So the Artwalk is finished. It was a lot of work just to sell art to my family. Alright, I did sell a print to my old english teacher, and a painting to a young woman.
The first day was terribly windy. Every time my tent would lift, or a painting would bang against the grid wall I would stand and touch a part of the tent with my finger tips.
The second day was better. But I still couldn’t get rid of that old feeling of pessimism. Many people looked, even lingered but it always felt like there was something holding them back. It was as if their wallets were chained to their purses or taped to the inside of their pockets. The people that were interested in my Kafka piece, or Oscar the owl couldn’t afford it.
I sat under my tent watching folks clutch wrapped paintings in their hands. They walked by. Some even looked and shrugged at my art. Ok – that might have only happened in my imagination.
Most of the paintings that were bound for a new home were of trees, birds, flowers, cartoon characters, and humdrum landscapes. I sound pretty bitter, don’t I?
Maybe I am. This is turning into a rant quicker than I expected.
Here is what I am thinking. People buy paintings of general things – flowers, and things that most people like. Therefore, artists paint flowers and things that most people like. Yes, I paint flowers – but the thing is I don’t paint enough of them. I have to overwhelm people with flowers and landscapes and trees.

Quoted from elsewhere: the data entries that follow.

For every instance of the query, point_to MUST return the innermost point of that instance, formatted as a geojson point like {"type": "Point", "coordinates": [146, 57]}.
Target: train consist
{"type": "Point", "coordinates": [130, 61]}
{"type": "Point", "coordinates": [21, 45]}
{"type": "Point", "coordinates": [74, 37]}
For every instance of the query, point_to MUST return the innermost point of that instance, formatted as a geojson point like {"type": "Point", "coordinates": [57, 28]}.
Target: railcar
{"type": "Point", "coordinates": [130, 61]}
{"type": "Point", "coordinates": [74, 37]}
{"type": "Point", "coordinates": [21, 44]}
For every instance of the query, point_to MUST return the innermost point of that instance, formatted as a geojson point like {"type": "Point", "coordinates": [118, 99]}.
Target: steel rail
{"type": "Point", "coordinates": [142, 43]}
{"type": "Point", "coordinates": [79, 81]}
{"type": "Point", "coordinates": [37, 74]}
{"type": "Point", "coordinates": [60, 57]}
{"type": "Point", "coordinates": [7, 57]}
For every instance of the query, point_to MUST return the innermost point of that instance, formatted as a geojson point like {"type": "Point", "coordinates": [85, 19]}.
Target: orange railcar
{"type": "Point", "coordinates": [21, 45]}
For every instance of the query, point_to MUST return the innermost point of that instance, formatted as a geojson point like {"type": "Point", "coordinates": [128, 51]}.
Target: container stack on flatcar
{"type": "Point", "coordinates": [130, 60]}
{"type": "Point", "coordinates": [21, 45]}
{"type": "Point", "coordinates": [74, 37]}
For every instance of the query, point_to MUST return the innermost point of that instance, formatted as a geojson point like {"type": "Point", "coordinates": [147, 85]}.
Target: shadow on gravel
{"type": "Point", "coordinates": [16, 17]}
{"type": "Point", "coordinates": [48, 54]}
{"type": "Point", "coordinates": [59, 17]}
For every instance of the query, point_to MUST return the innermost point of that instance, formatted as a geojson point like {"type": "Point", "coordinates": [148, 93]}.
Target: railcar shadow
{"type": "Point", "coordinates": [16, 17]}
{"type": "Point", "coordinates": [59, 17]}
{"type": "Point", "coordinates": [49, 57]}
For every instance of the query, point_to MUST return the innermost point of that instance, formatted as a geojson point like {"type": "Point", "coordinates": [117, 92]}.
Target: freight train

On the last day of the ArtWalk I caught myself pondering that “I should paint more flowers, and scenes of Paris.”
Today – maybe its just because it feels like everything else around me is crumbling – I refuse to paint more flowers. If I do, it will only be because I want to.
Regardless, I don’t think I will be painting for quite some time. My mind feels tired, and numb. It feels like it did before I got back into painting – a simultaneous draw and resistance towards painting. The resistance is more powerful.